Neck Vs. Throat

neck-vs-throat

Neck Vs. Throat: Vol 3 (self-released CDr and download);
Neck Vs. Throat Live (self-released download

Neck Vs. Throat is a transatlantic death match between Hull-based gargle poet Yol and Cuidad Juarez’s very own avant-shredder Miguel Perez (The Skull Mask, La Mancha del Pecado, etc). Separately these artists are pretty feisty but together they represent a whole different bag of trouble. They achieve a kind of noise synergy in the recordings they have so far amassed, Perez’s whipcrack guitar stylings adding white-hot stabs to Yol’s crashed-out sound, while those fragmented Yol diatribes bring a polemic weight and direction to Perez’s frequently apocalyptic musings.

Vol 3 sees the duo accompanied by expert tape masher Posset (as well as improv percussion head Pascal Nichols for one track), who ladles a whole load of greasy rime over proceedings, the resultant gruel retaining its astringent bite even as its damp edges seep out in all directions. Within this slippery miasma Yol’s shards of poetic distress coagulate into hard lumps of disquiet, verbal powderkegs on the point of explosion. Having experienced the dark energy that is Yol several times now , both in performance and through recordings, the uneasy shock of his aesthetic has lessened somewhat. I no longer think he’s a man on the edge of a serious rupture with reality – instead I admire the way in which he dramatizes the everyday struggles of living the world, the paralysis of frustration and the difficulties of articulating those anxieties in language. Not so much the word made flesh as the word vomited from the guts of the unconscious in a series of regurgitant epiphanies. Here, tracks like Filthy Ley Lines are ciphers in the form of supernovae: YOU FILTHY LEY LINES LEADING TO SHOPPING CENTRE… LEADING TO BRICKS… he yowls, a ritual of self-abasement, the gastric blurt of his syllables and their accompanying non-linguistic belches, grunts and cries urged on by furious atonal strings and itchy-scratchy PVC squeaks of Perez and Posset in full flow. If sometimes the acid seems uncomfortably inwardly-focused (Cut Out The Stomach), elsewhere, the direction of travel is slightly clearer. Heritage Graffiti sets up a knock-kneed groove for Yol’s anti-construction creed, while in Expensive Taps he explains BUYING EXPENSIVE TAPS STOPS POLICE BRUTALITY, APPARENTLY… and cries out against the UNSPOKEN PROMISE OF THE SUNDAY SUPPLEMENT…  as what seems like a thousand slurred voices moan and grizzle. Language is a weapon used for exclusion as much as emancipation, deployed by those who should know better – but here Yol turns that weapon back on those use it to shore up the myth of our consumer culture and hide its attendant inequalities. Nicely played, chaps.
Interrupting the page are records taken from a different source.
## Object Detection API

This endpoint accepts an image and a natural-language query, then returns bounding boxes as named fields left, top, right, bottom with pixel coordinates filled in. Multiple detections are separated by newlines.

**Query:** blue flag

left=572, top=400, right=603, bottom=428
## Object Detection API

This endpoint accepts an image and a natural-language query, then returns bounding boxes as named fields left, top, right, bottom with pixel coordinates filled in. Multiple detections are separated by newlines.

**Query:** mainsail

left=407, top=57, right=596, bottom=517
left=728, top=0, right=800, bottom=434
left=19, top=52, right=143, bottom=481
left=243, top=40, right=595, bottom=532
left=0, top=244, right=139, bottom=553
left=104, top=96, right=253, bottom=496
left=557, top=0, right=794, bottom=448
Neck Vs. Throat Live was recorded at the Culver-organised Tusk Festival fringe (‘Dark Tusk’) back in October. Posset-less on this occasion, Perez and Yol still manage to rustle up an unholy racket. I think this event was the first time the duo had played together in the same room (previous Neck Vs. Throat recordings being assembled via email or file transfer), but Yol’s early eruption: WALKING INTO TOWN ON PAVEMENT OF SMOKE DAMAGED LUNGS is a signal that this ain’t gonna be an easy afternoon jam. There is, however, a vein of bleak surrealism in the texts featured, which lightens the mood somewhat. BADLY TUNED ORCHESTRA OF TATTOO GUNS he groans a bit later, before giving some attention to his panoply of clattery objects for a few minutes of aggressive scraping. Through all this, Perez wrenches jagged, asymmetric shapes from his acoustic guitar, the pared down format of this show an opportunity to cast his post-Bailey improv styles in a clearer light. There’s a great section at about nine minutes in, where Perez abandons the free improv intervals for a frantic strum, almost like a hyperspeed drum machine in its garbled, stuttering percussiveness, before laying down a series of flamenco-style flourishes that cut through his partner’s cacophony like a buzzsaw through a garbage heap. The set comes to an exhausted halt after about 15 minutes, but I don’t think anyone could argue with the intensity and aggression of the performance. Such anger. Such energy.